Paylaş
Aceleci bir karar olduğu anlaşılıyor. Gazeteci olarak bana da yakınmalar geliyordu. Arkadaşımız Fikret Bilâ’nın sütununda sorunun boyutlarını okuyabilirsiniz.
OHAL kararnamesiyle GATA kapatılıp tesis ve personeli Sağlık Bakanlığı’na bağlandığında MHP Milletvekili Ümit Özdağ, 3 ve 10 Ağustos tarihlerinde iki defa basın toplantısı düzenleyerek terörle mücadele eden, şehitler veren, çok sayıda gaziyi tedavi eden bir ülkede, “askeri tıp” kurumunu kapatmanın çok yanlış olduğunu anlatmıştı.
O zaman pek dikkat çekmedi, partisi bile oralı olmadı.
Sağlık Bakanlığı’nın sağlık hizmetlerindeki başarısı biliniyor. Fakat “askeri tıp” denilince uzmanlık, GATA denilince yüz elli yıllık kurumun kültürü ve hastalarına verdiği manevi güç göz ardı edilemez.
KURUMSAL DEĞERLER
Köklü kurumlarda tarih içinde teşekkül eden “kurumsal kültür, kurumsal hafıza, kurumsal teamüller” gibi değerler çalışanlarda aidiyet duygusu yaratır, iyi ve etkin (efektif) çalışmayı sağlar.

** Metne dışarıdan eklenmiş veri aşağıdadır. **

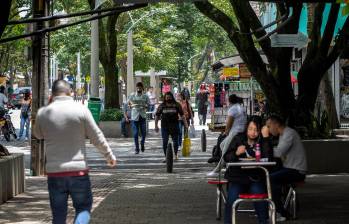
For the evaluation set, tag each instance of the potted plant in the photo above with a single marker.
(110, 122)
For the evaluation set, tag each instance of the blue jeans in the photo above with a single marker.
(79, 188)
(123, 127)
(165, 134)
(254, 188)
(281, 178)
(151, 108)
(24, 122)
(180, 133)
(136, 125)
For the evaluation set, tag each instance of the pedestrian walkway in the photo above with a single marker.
(140, 191)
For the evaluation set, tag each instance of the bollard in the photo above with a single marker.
(169, 158)
(203, 140)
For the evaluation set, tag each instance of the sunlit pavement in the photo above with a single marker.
(140, 191)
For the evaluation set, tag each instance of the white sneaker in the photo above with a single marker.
(212, 174)
(280, 218)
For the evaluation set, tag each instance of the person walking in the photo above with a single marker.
(236, 123)
(169, 112)
(188, 115)
(125, 120)
(3, 98)
(25, 115)
(64, 125)
(202, 103)
(152, 101)
(139, 103)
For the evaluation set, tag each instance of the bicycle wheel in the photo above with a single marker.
(169, 158)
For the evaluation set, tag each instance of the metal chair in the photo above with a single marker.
(257, 197)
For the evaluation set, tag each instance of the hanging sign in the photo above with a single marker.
(231, 72)
(154, 1)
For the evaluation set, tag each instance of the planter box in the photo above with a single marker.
(327, 155)
(112, 129)
(11, 176)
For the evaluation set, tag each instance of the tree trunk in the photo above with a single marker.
(327, 102)
(4, 14)
(108, 59)
(111, 85)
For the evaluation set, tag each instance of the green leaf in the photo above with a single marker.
(345, 10)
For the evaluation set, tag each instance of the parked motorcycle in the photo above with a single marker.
(6, 125)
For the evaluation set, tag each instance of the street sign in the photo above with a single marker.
(154, 1)
(231, 72)
(298, 40)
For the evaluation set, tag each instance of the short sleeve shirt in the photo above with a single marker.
(127, 110)
(169, 114)
(139, 105)
(240, 118)
(3, 100)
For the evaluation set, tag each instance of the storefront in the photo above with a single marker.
(233, 77)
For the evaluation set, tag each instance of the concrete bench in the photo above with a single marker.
(11, 176)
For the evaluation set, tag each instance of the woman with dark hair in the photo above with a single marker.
(25, 115)
(243, 146)
(139, 103)
(236, 122)
(202, 103)
(169, 113)
(188, 114)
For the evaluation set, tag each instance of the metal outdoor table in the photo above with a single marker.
(255, 165)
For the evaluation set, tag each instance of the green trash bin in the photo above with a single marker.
(94, 105)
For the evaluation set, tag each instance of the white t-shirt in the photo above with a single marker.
(240, 118)
(3, 100)
(152, 98)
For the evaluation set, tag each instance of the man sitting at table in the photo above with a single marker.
(241, 181)
(292, 154)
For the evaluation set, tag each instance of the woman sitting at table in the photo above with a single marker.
(242, 181)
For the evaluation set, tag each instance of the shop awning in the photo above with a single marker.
(231, 61)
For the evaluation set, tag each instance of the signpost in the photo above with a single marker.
(298, 40)
(232, 72)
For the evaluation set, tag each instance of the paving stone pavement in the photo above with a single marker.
(140, 191)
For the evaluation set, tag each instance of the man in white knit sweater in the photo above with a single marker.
(64, 125)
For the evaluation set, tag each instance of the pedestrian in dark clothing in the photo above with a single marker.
(291, 151)
(139, 103)
(169, 112)
(243, 145)
(202, 103)
(125, 119)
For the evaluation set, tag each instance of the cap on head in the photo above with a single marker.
(60, 87)
(139, 84)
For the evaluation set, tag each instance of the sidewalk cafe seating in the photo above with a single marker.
(221, 194)
(291, 200)
(255, 197)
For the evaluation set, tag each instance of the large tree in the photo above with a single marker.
(274, 77)
(107, 53)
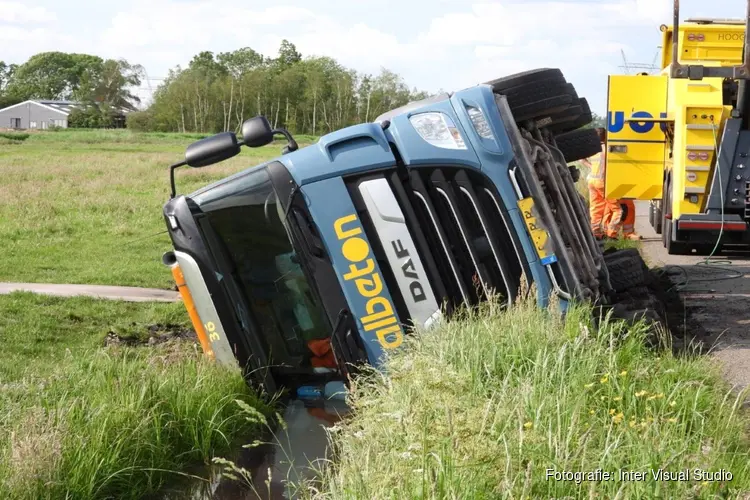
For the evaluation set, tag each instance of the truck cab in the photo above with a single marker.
(304, 268)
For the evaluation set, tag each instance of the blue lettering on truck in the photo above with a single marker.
(616, 122)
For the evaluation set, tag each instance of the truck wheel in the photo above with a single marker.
(673, 247)
(651, 214)
(665, 207)
(626, 269)
(657, 218)
(579, 144)
(582, 119)
(534, 94)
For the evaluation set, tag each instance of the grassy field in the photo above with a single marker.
(487, 406)
(82, 420)
(85, 206)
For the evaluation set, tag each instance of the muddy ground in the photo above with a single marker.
(716, 299)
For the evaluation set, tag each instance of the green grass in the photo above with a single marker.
(483, 406)
(86, 206)
(78, 419)
(82, 421)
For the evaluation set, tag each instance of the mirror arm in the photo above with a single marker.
(171, 177)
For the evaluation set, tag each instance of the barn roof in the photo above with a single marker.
(64, 107)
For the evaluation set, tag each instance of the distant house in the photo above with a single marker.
(43, 114)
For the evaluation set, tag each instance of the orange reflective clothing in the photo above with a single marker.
(607, 216)
(602, 212)
(628, 218)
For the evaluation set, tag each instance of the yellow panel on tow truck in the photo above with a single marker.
(636, 142)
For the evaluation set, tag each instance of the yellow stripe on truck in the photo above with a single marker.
(187, 299)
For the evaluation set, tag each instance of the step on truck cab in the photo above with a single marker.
(681, 138)
(318, 261)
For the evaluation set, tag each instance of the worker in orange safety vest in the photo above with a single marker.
(607, 216)
(599, 206)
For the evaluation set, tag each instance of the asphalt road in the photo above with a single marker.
(126, 293)
(716, 296)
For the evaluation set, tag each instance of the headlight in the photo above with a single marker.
(479, 121)
(438, 129)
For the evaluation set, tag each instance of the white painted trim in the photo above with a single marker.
(38, 104)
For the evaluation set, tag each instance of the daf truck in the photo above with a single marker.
(305, 267)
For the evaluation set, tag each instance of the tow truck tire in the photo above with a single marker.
(673, 247)
(534, 94)
(578, 144)
(580, 116)
(651, 214)
(657, 219)
(626, 269)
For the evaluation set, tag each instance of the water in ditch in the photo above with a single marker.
(290, 455)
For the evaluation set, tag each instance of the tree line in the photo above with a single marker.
(214, 93)
(312, 95)
(103, 86)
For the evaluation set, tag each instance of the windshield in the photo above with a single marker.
(243, 225)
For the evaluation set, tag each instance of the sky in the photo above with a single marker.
(433, 44)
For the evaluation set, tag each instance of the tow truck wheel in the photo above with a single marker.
(651, 215)
(657, 218)
(579, 144)
(673, 247)
(626, 269)
(534, 94)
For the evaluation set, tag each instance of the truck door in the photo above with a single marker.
(636, 139)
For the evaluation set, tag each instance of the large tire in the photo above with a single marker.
(583, 118)
(570, 114)
(626, 269)
(578, 144)
(534, 94)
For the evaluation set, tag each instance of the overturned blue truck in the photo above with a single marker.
(307, 266)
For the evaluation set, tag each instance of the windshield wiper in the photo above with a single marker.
(344, 343)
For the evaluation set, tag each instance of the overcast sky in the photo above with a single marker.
(433, 44)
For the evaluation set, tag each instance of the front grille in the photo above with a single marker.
(459, 225)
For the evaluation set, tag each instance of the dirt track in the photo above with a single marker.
(717, 298)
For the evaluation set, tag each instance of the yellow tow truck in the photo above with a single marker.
(681, 139)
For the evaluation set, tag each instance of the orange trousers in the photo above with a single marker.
(605, 214)
(609, 217)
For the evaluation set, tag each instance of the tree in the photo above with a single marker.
(110, 84)
(51, 75)
(305, 95)
(288, 55)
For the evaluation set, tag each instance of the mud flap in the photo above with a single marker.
(636, 140)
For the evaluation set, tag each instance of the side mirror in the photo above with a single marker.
(212, 149)
(257, 132)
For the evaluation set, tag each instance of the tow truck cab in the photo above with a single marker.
(346, 243)
(680, 138)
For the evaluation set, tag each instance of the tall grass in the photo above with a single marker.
(119, 423)
(79, 420)
(483, 406)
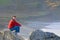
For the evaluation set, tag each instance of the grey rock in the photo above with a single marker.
(7, 35)
(40, 35)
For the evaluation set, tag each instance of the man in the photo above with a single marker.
(14, 25)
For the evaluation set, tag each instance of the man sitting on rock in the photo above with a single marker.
(14, 25)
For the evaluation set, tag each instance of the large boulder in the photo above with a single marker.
(7, 35)
(40, 35)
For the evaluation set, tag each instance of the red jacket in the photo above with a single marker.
(13, 23)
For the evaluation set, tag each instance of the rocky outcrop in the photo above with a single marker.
(40, 35)
(7, 35)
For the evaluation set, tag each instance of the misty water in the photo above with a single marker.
(32, 14)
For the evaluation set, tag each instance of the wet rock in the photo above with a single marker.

İktisatçı Mahfi Eğilmez’in yazısında okudum; Moody’s tarafından değerlendirmeye alınan verilerden biri “Dünya Yönetişim Göstergeleri” imiş: Hür seçimler, hesap verirlik, istikrar ve güvenlik gibi göstergelerin yanında, “Kamu hizmetlerinin kalitesi... Kurumların siyasi müdahalelerden bağımsız olması... Düzenlemelerin kalitesi” gibi göstergeler...

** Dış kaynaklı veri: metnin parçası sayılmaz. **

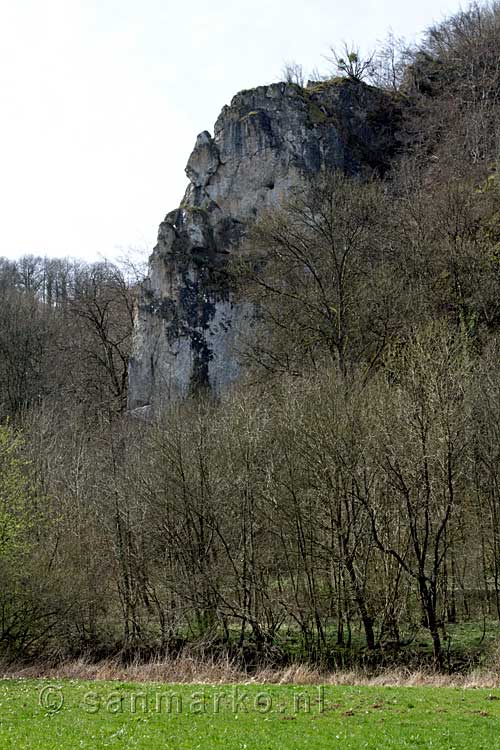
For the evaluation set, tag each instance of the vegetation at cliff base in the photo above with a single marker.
(40, 715)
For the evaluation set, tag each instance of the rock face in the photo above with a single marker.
(266, 143)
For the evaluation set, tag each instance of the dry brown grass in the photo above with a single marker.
(187, 670)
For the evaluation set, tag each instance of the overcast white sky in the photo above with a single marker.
(101, 101)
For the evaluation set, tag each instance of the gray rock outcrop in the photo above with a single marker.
(266, 143)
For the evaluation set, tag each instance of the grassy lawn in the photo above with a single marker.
(67, 715)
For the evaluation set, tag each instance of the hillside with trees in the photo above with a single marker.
(340, 504)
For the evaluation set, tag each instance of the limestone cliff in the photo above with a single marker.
(268, 141)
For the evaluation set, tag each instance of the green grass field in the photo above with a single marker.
(67, 715)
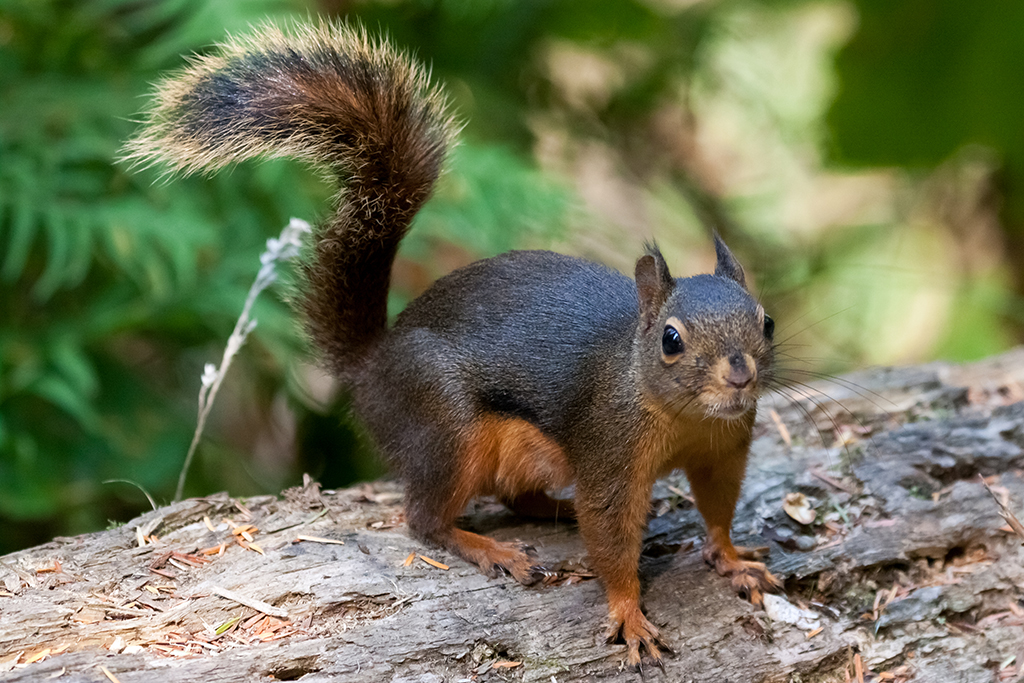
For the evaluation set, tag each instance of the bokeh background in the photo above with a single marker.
(863, 158)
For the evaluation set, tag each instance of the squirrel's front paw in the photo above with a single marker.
(750, 580)
(629, 624)
(518, 560)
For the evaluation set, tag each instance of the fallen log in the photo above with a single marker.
(907, 570)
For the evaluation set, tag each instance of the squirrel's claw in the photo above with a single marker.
(635, 630)
(750, 580)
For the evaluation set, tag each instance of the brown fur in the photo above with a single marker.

Geçmiş asırlarda merkezi hükümetin hatta hükümdarın tek başına güçlü olması yetiyordu. Ama çağımızda toplumlar çok karmaşıktır. Kamu kurumları çağımızda sayıca çok arttığı gibi teknik bilgi ve uzmanlık gerektirmektedir. Bu sebepten kamu kurumlarını en iyi yönetenler “liyakat” sahibi olanlardır, “bizden” olanlar değil.
Kurumların evrimi kurumsal kültürün, kural ve teamüllerin kesintiye uğramadan tecrübeyle zaman içinde olgunlaşmasına bağlıdır.
TARİHTEN GELEN KURUMLAR
Gülhane Tıp Akademisi II. Abdülhamid tarafından 1898 yılında kurulmuştu. Kapatılan harp akademileri daha eskidir, 1848’de Abdülmecid tarafından kurulmuştu. Kurtuluş Savaşı’nın bütün kumandanları burada yetişti.

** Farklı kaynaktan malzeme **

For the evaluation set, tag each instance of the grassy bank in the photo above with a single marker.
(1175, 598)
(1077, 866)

Akademiler Yargıtay, Danıştay, Sayıştay, Darülfünun gibi Osmanlı modernleşmesinin Cumhuriyet’e temel olmuş kurumlarıdır.
2013 yılında Sayıştay’da parlamento denetimi ve Sayıştay konulu bir konferans vermiştim. Sayıştay’ın tarihini yani kurumsal hafızasını yansıtan fotoğraf ve belgeleri gördüğümde, Sayıştay’ın nasıl saygın ve değerli bir “kurum” olduğunu okuduğum kitaplardan daha iyi hissetmiştim.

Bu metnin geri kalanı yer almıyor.